Clean up shuffle.py args and defaults - deliberate compatibility break

lightvector · lightvector · commit fbc6ee530f2d · 2026-06-09T21:01:54.000-04:00
diff --git a/python/selfplay/distributed/download_and_upload_and_shuffle_and_export_loop.sh b/python/selfplay/distributed/download_and_upload_and_shuffle_and_export_loop.sh
@@ -90,7 +90,7 @@ cp -r "$GITROOTDIR"/python/selfplay "$DATED_ARCHIVE"
             sleep 10
 
             echo "BEGINNING SHUFFLE------------------------------"
-            ./shuffle.sh "$basedir" "$tmpdir" "$NTHREADS" "$BATCHSIZE" -summary-file "$basedir"/selfplay.summary.json "$@"
+            ./shuffle.sh "$basedir" "$tmpdir" "$NTHREADS" -summary-file "$basedir"/selfplay.summary.json "$@"
             sleep "$SHUFFLEPERIOD"
         done
     fi
diff --git a/python/selfplay/shuffle.sh b/python/selfplay/shuffle.sh
@@ -4,14 +4,13 @@ set -o pipefail
 #Shuffles and copies selfplay training from selfplay/ to shuffleddata/current/
 #Should be run periodically.
 
-if [[ $# -lt 4 ]]
+if [[ $# -lt 3 ]]
 then
-    echo "Usage: $0 BASEDIR TMPDIR NTHREADS BATCHSIZE"
+    echo "Usage: $0 BASEDIR TMPDIR NTHREADS"
     echo "Currently expects to be run from within the 'python' directory of the KataGo repo, or otherwise in the same dir as shuffle.py."
     echo "BASEDIR containing selfplay data and models and related directories"
     echo "TMPDIR scratch space, ideally on fast local disk, unique to this loop"
     echo "NTHREADS number of parallel threads/processes to use in shuffle"

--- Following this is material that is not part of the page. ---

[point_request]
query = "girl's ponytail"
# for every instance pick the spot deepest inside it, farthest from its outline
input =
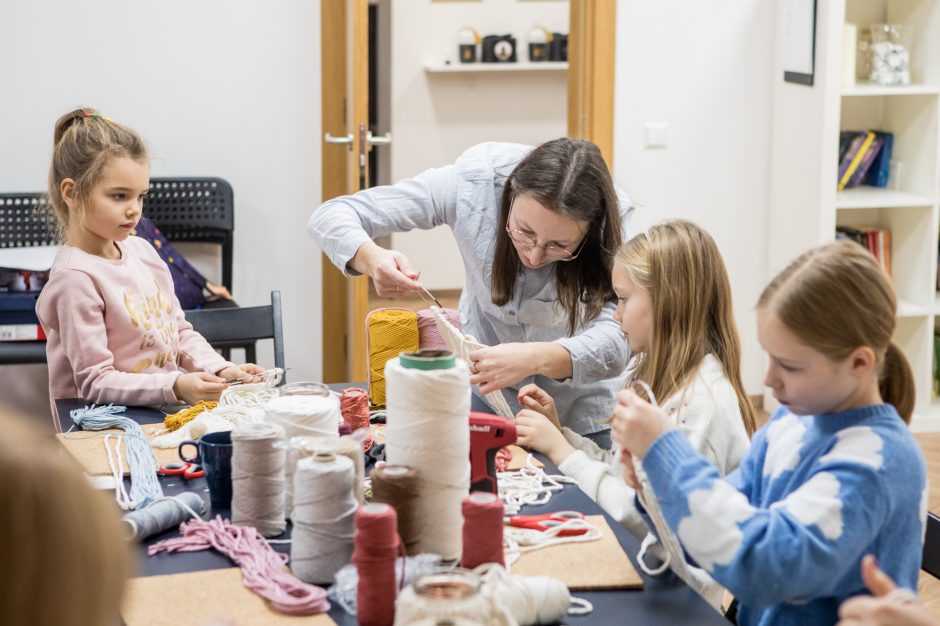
(896, 382)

-    echo "BATCHSIZE number of samples to concat together per batch for training"
     exit 0
 fi
 BASEDIR="$1"
@@ -20,8 +19,6 @@ TMPDIR="$1"
 shift
 NTHREADS="$1"
 shift
-BATCHSIZE="$1"
-shift
 
 #------------------------------------------------------------------------------
 
@@ -50,10 +47,9 @@ then
            -out-tmp-dir "$TMPDIR"/train \
            -approx-rows-per-out-file 70000 \
            -num-processes "$NTHREADS" \
-           -batch-size "$BATCHSIZE" \
+           -keep-target-rows 20000000 \
            -only-include-md5-path-prop-lbound 0.00 \
            -only-include-md5-path-prop-ubound 1.00 \
-           -output-npz \
            "$@" \
            2>&1 | tee "$BASEDIR"/shuffleddata/"$OUTDIR".tmp/outtrain.txt &
 
@@ -70,10 +66,9 @@ else
            -out-tmp-dir "$TMPDIR"/val \
            -approx-rows-per-out-file 70000 \
            -num-processes "$NTHREADS" \
-           -batch-size "$BATCHSIZE" \
+           -keep-target-rows 20000000 \
            -only-include-md5-path-prop-lbound 0.95 \
            -only-include-md5-path-prop-ubound 1.00 \
-           -output-npz \
            "$@" \
            2>&1 | tee "$BASEDIR"/shuffleddata/"$OUTDIR".tmp/outval.txt &
 
@@ -88,10 +83,9 @@ else
            -out-tmp-dir "$TMPDIR"/train \
            -approx-rows-per-out-file 70000 \
            -num-processes "$NTHREADS" \
-           -batch-size "$BATCHSIZE" \
+           -keep-target-rows 20000000 \
            -only-include-md5-path-prop-lbound 0.00 \
            -only-include-md5-path-prop-ubound 0.95 \
-           -output-npz \
            "$@" \
            2>&1 | tee "$BASEDIR"/shuffleddata/"$OUTDIR".tmp/outtrain.txt &
 
diff --git a/python/selfplay/shuffle_and_export_loop.sh b/python/selfplay/shuffle_and_export_loop.sh
@@ -48,7 +48,7 @@ cp -r "$GITROOTDIR"/python/muon "$DATED_ARCHIVE"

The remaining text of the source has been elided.